L’organizzazione Mondiale della Sanità bacchetta l’Italia in fatto di morbillo, rosolia e vaccinazioni in generale. Il 2015 dovrebbe essere l’anno in cui queste due patologie verranno eliminate definitivamente, ma l’Italia – e non è la sola – è molto in ritardo. Da qui il richiamo all’impegno venuto da Copenhagen, dove si è tenuto il meeting sulla campagna di vaccinazioni nei paesi dell’Unione Europea. L’Oms ha chiesto al ministro della Salute Lorenzin un chiarimento entro marzo.
I dati usciti dal convegno sono piuttosto preoccupanti: in Europa, negli ultimi quattro anni, sono stati registrati oltre centomila casi di morbillo e novantamila di rosolia. Alla conta tuttavia è difficile aggiungere le cifre italiane che, secondo i vertici dell’Oms, risulterebbero incompleti. L’Istituto superiore della sanità, dal canto suo, ha fatto sapere che, nel 2014, i casi registrati sarebbero 1620 con un’incidenza maggiore in Liguria, Piemonte, Sardegna e Emilia Romagna. Cosa ben più allarmate però, stando sempre ai dati dell’Iss, è che le coperture medie di vaccinazione sul territorio nazionale avrebbero raggiunto il livello più basso degli ultimi dieci anni.

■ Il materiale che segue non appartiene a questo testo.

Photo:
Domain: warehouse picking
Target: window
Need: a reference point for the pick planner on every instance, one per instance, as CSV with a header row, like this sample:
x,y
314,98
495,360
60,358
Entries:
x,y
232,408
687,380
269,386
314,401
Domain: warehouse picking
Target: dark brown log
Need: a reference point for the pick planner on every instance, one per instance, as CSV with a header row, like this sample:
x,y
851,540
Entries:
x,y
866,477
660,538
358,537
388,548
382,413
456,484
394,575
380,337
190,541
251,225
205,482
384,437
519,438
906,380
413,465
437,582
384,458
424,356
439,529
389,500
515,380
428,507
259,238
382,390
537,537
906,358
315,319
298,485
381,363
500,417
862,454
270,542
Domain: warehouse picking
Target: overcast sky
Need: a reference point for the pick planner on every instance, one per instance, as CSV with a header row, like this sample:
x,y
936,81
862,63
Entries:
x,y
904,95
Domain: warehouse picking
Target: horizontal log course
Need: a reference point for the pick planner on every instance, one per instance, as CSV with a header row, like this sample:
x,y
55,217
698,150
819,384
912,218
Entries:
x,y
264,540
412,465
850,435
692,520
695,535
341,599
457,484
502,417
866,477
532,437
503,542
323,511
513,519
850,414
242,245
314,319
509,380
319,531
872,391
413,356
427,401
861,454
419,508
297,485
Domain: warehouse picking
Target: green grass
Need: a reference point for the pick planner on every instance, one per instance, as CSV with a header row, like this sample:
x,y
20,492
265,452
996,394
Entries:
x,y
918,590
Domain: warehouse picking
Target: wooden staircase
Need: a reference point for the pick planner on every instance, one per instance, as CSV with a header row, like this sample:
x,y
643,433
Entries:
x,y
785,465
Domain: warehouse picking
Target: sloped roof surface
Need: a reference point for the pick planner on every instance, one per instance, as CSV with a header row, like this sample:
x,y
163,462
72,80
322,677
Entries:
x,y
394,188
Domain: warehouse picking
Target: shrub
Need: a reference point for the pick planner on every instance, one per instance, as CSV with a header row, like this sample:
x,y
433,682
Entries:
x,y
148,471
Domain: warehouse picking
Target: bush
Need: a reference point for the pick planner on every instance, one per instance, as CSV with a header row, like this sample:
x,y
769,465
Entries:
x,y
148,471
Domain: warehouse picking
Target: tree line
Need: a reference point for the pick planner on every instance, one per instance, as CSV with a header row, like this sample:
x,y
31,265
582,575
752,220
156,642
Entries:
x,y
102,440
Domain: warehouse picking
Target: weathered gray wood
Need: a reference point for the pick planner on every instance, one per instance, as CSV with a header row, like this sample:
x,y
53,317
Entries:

I dati del ministero si riferiscono alle coperture vaccinali a 24 mesi d’età e riguardano la maggior parte delle vaccinazioni offerte gratuitamente alla popolazione italiana, ovvero poliomielite, tetano, difterite, epatite B, pertosse, Haemophilus influenzae b, morbillo, parotite e rosolia. Tra queste, le prime quattro sono considerate vaccinazioni obbligatorie.
Questo calo dipenderebbe dall’errata percezione nella popolazione dell’importanza delle vaccinazioni e dall’effetto poco funzionale delle campagne mediatiche in atto contro i vaccini. “Eliminare il morbillo non è semplice – osserva Susanna Esposito, presidente della Commissione Oms per l’eliminazione di morbillo e rosolia congenita – è una malattia estremamente contagiosa e per interromperne la trasmissione sono necessarie coperture vaccinali molto elevate con due dosi di vaccino“. In Italia, invece, la somministrazione della prima dose si attesta intorno al 90% a fronte dell’obiettivo minimo del 95%, mentre la seconda dose, nelle Regioni dove i dati sono stati raccolti, risulta ben inferiore agli standard richiesti (meno dell’85% rispetto all’obiettivo del 95%).